The gravid females were allowed to release their multitude of glochidia in individual rearing chambers. One lucky grass pickerel was placed into an “infestation bath” of several thousand Louisiana pearlshell glochidia looking for a host. After about five minutes in its special bath, the inoculated fish was removed and placed into its own tank.

This process was repeated to infest six or seven fish. The infested fish were maintained in special tanks for about three months, while the encysted glochidia transformed into juvenile mussels and eventually dropped off the fish.

The juveniles were put into special chambers and given a “head start” and allowed to develop for two years. The fish hatchery will continue to tweak and streamline the process of rearing the mussels in captivity. Brett Hortman, USFWS project leader at the hatchery, estimates the facility will eventually be able to rear up to 2,000 pearlshell mussels a year.

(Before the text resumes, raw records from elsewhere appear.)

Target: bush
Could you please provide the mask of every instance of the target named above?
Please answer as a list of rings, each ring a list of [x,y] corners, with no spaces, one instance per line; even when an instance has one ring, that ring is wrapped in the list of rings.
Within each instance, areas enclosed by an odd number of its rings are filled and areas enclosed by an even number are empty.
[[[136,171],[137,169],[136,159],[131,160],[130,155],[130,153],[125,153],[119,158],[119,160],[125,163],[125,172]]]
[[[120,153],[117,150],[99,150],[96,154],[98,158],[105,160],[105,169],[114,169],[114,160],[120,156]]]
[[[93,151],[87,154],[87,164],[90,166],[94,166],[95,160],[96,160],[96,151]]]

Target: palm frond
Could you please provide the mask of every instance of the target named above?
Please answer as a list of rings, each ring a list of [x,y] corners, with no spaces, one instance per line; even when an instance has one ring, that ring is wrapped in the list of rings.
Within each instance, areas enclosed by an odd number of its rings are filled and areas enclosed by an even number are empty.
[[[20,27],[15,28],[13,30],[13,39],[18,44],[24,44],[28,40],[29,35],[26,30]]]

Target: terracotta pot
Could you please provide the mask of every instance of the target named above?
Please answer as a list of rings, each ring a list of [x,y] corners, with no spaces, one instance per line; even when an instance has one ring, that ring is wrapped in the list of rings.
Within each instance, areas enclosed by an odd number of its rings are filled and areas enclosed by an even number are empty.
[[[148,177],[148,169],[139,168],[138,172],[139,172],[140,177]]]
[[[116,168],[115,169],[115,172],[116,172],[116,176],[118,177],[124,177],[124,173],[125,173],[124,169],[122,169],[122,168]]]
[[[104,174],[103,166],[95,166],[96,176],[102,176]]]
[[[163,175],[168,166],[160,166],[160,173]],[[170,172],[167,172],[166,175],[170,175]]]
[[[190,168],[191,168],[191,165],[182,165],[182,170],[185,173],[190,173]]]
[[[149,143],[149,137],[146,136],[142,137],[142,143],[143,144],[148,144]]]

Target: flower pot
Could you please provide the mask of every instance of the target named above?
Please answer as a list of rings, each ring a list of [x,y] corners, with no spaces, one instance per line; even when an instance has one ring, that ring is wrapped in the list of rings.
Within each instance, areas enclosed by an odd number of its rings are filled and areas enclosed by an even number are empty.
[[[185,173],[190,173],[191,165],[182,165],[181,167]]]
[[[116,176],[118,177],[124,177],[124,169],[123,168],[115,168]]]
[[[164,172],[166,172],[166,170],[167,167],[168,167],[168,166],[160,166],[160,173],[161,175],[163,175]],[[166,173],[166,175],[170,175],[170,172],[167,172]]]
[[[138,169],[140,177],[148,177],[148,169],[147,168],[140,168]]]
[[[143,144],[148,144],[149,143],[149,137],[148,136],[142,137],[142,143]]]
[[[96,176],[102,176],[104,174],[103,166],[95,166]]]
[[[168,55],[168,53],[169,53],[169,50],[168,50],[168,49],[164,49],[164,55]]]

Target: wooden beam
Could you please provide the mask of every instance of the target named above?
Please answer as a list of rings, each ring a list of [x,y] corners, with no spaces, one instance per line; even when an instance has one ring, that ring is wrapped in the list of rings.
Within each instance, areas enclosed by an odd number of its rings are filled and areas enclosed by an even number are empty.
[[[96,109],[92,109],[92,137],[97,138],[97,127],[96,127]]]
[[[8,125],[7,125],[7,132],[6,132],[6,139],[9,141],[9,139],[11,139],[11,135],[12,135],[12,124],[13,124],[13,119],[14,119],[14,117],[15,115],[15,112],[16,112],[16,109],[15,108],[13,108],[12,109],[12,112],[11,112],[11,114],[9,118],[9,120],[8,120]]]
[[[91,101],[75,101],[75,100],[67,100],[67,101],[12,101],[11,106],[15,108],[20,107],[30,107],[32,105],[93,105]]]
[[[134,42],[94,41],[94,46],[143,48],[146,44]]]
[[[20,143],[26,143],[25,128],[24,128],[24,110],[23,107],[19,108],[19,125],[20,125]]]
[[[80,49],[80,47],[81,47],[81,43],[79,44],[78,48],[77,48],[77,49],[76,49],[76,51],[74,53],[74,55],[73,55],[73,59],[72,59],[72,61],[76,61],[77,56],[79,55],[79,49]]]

In mid-July, a team of biologists from the USFS and USFWS trekked into the hardwood bottoms of three streams on the Kisatchie National Forest and released about 900 Louisiana pearlshell mussels created in 2018.

Prior to this date, Forest Service biologists Steve Shively and Tedmund Soileau researched which streams in Rapides Parish would be ideal candidates for the Louisiana pearlshell mussel release. These streams either did not have any known Louisiana pearlshell mussels or mussels in the stream had previously disappeared resulting in a “blank slate” for scientists studying the genetics of these released mussels.

David Byrd, Forest Service Ecosystem, Conservation & Planning Team leader for the Kisatchie National Forest, is thrilled to see the years of partnership develop into a successful venture.

“This is a wonderful conservation success story that all involved can be very proud of,” David said. “I have waited many years to see the pearlshell mussel be reintroduced into Louisiana streams. All those hours of wading in streams and counting mussels is coming to fruition.”

Each mussel was oriented in the proper direction and placed into the gravel substrate facing into the current of the stream, where it began to filter the water for food particles.

The juvenile head-start mussels were outfitted with pit tags and number labels. The pit tag is adhered to the mussel with a marine epoxy that does not harm the animal. A pit tag reader allows biologists to locate the mussel in the stream. Data will be collected and recorded for these new mussel populations and will help with future reintroductions and releases.

“This day is probably the highlight of my career,” said Aaron Frater, USFWS biologist, as he released the juveniles into the Kisatchie streams. “Many years of research have gone into this moment and it is very rewarding to finally be able to put the Louisiana pearlshell mussels back into the wild.”

Scientists hope these youngsters will dig in to their new home and survive to maturity where they will start the life cycle all over again and one day be delisted as a threatened species.

(Stacy Blomquist is a public affairs specialist with the U.S. Forest Service.)